In 2003, the film made its region 1 DVD debut from 20th Century Fox Home Entertainment on a dual-sided disc with an anamorphic 1.66 widescreen version on side A, and a 1.33:1 full frame version on side B. This release sports the original English mono and is the US version with "The Terrorists" title and opens with the Fox logo. In Europe, the first region 2 DVD release was by Scanbox Entertainment in Scandinavia using a 1.33 transfer, followed by a German DVD release by StudioCanal in 1.66:1 anamorphic widescreen; both carry the UK "Ransom" title.
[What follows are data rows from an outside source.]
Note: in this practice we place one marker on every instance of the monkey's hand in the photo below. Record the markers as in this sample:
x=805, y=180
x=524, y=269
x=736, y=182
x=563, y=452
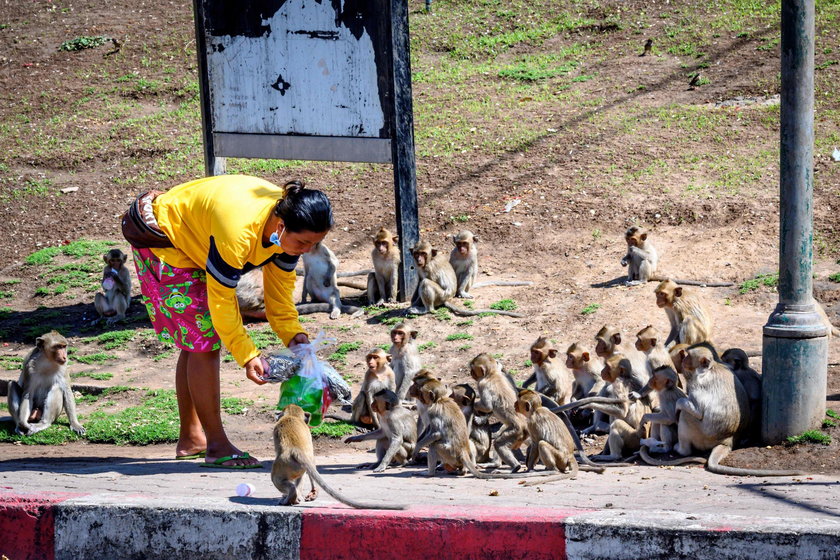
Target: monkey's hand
x=254, y=371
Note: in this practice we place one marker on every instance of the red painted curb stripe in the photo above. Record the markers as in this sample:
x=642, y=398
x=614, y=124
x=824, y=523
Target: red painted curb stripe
x=27, y=523
x=434, y=532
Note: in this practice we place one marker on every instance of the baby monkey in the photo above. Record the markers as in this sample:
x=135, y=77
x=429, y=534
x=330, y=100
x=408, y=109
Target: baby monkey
x=295, y=456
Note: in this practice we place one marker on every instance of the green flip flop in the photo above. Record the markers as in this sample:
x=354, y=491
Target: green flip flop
x=199, y=455
x=219, y=463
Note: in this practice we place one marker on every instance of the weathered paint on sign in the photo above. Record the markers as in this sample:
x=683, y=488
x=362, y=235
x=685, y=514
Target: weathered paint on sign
x=298, y=67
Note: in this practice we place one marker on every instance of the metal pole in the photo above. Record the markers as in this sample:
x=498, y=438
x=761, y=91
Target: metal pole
x=402, y=149
x=795, y=357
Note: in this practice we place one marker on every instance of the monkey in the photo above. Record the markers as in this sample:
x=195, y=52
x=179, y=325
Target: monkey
x=739, y=363
x=478, y=423
x=295, y=456
x=690, y=321
x=663, y=434
x=642, y=260
x=438, y=284
x=608, y=342
x=320, y=282
x=464, y=260
x=405, y=357
x=43, y=389
x=116, y=281
x=378, y=376
x=382, y=282
x=497, y=396
x=552, y=376
x=586, y=369
x=715, y=412
x=397, y=433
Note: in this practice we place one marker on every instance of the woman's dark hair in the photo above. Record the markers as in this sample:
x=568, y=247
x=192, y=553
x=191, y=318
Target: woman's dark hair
x=303, y=209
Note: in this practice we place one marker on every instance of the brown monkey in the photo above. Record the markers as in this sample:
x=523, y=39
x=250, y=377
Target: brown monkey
x=649, y=342
x=714, y=413
x=478, y=423
x=397, y=433
x=739, y=363
x=295, y=456
x=663, y=433
x=586, y=370
x=608, y=342
x=382, y=282
x=320, y=283
x=405, y=357
x=690, y=321
x=116, y=282
x=642, y=260
x=464, y=260
x=552, y=376
x=438, y=284
x=378, y=376
x=43, y=389
x=496, y=395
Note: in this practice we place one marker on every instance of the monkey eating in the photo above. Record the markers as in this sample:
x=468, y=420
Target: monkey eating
x=43, y=390
x=396, y=435
x=295, y=456
x=378, y=376
x=382, y=282
x=116, y=283
x=464, y=260
x=438, y=284
x=405, y=357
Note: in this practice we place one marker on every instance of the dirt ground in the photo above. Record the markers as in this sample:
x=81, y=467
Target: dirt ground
x=565, y=235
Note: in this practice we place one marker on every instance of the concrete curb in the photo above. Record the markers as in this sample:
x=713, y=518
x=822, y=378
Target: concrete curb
x=66, y=526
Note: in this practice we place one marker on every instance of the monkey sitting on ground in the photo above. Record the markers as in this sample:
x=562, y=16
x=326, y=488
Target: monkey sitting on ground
x=116, y=282
x=691, y=323
x=642, y=260
x=464, y=260
x=382, y=282
x=295, y=456
x=378, y=376
x=663, y=432
x=552, y=376
x=405, y=357
x=438, y=283
x=43, y=389
x=715, y=412
x=396, y=435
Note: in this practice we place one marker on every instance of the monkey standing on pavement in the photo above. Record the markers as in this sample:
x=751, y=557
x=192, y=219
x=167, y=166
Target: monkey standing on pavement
x=43, y=389
x=295, y=456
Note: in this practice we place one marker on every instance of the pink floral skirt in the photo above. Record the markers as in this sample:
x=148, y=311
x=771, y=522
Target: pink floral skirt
x=176, y=299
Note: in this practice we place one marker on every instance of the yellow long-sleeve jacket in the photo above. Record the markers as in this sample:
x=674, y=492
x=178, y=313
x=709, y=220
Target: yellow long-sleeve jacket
x=216, y=224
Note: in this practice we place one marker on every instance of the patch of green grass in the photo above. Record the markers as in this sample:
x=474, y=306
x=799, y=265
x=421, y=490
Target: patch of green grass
x=811, y=436
x=114, y=339
x=459, y=336
x=83, y=42
x=92, y=375
x=154, y=421
x=236, y=405
x=504, y=305
x=590, y=309
x=333, y=429
x=340, y=354
x=768, y=280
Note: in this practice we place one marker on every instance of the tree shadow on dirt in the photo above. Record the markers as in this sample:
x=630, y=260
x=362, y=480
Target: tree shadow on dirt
x=775, y=491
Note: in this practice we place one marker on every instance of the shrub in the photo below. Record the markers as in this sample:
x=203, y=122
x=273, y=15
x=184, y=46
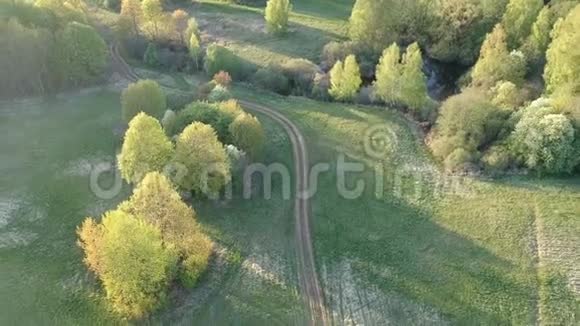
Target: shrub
x=497, y=159
x=276, y=15
x=563, y=62
x=248, y=134
x=222, y=78
x=272, y=79
x=207, y=113
x=150, y=57
x=133, y=264
x=300, y=73
x=544, y=141
x=143, y=96
x=219, y=58
x=345, y=79
x=156, y=202
x=219, y=94
x=204, y=159
x=168, y=121
x=145, y=148
x=469, y=122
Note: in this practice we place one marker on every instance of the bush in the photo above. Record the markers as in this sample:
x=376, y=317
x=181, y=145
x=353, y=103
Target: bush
x=79, y=54
x=130, y=259
x=156, y=202
x=248, y=134
x=150, y=57
x=146, y=148
x=320, y=87
x=223, y=79
x=544, y=140
x=219, y=94
x=469, y=122
x=143, y=96
x=199, y=152
x=219, y=58
x=300, y=73
x=497, y=159
x=272, y=79
x=345, y=79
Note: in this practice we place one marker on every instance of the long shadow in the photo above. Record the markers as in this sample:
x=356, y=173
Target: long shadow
x=400, y=249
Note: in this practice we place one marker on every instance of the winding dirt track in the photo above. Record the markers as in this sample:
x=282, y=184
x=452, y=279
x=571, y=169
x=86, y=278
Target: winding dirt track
x=309, y=284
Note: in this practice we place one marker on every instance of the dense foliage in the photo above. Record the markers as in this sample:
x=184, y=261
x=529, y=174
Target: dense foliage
x=202, y=160
x=276, y=14
x=143, y=96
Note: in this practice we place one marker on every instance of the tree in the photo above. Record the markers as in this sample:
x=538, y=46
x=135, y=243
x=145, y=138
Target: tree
x=276, y=14
x=388, y=75
x=413, y=81
x=133, y=264
x=518, y=20
x=544, y=140
x=248, y=134
x=467, y=124
x=563, y=57
x=203, y=158
x=153, y=14
x=345, y=79
x=143, y=96
x=180, y=20
x=146, y=148
x=194, y=49
x=79, y=53
x=497, y=63
x=131, y=10
x=156, y=202
x=150, y=57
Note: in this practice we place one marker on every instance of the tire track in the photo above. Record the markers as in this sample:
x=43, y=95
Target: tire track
x=308, y=279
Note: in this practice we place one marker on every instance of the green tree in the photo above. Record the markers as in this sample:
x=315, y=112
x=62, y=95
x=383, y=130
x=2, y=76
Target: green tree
x=153, y=14
x=345, y=79
x=150, y=57
x=413, y=81
x=194, y=49
x=388, y=75
x=157, y=202
x=563, y=56
x=131, y=11
x=518, y=20
x=146, y=148
x=143, y=96
x=544, y=140
x=248, y=134
x=133, y=264
x=79, y=53
x=276, y=14
x=202, y=157
x=497, y=63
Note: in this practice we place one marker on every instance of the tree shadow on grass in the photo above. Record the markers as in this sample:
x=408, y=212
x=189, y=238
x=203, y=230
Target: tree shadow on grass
x=399, y=249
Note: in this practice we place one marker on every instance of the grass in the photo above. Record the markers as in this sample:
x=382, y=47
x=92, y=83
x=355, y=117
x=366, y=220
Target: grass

In 2012, Anchor Bay (under licence from 20th Century Fox) reissued it on DVD and gave it a Blu-Ray debut in the US. This release is the same transfer of "The Terrorists" US version as the 2003 Fox DVD, only with a 5.1 upmix in lieu of the original Mono and no other supplements. This release is now Out of Print.

In the UK, it received its DVD and Blu-ray debut by independent label Network (under licence from StudioCanal, owners of the British Lion/EMI catalog) in August 2014. Network's release uses a new 2K restoration of the UK "Ransom" version and opens with the British Lion logo. Its supplements are UK Teaser and Theatrical trailers under its "Ransom" title.

In Australia, Umbrella Entertainment (under licence from StudioCanal) initially released a DVD release under "The Terrorists" title using the same transfer as the Fox DVD. In 2024, they re-released the film on Blu-ray utilizing the 2K restoration of the UK "Ransom" version. Its supplements are an exclusive audio commentary with Lee Pfeiffer, editor of Cinema Retro Magazine, along with film historians Paul Scrabo and Tony Latino, "The Wilderness Period" a new interview with film critic Kim Newman, the alternate title sequence with the US "The Terrorists" title card, the original trailer and teaser plus a trailer reel of 1970s films starring Sean Connery.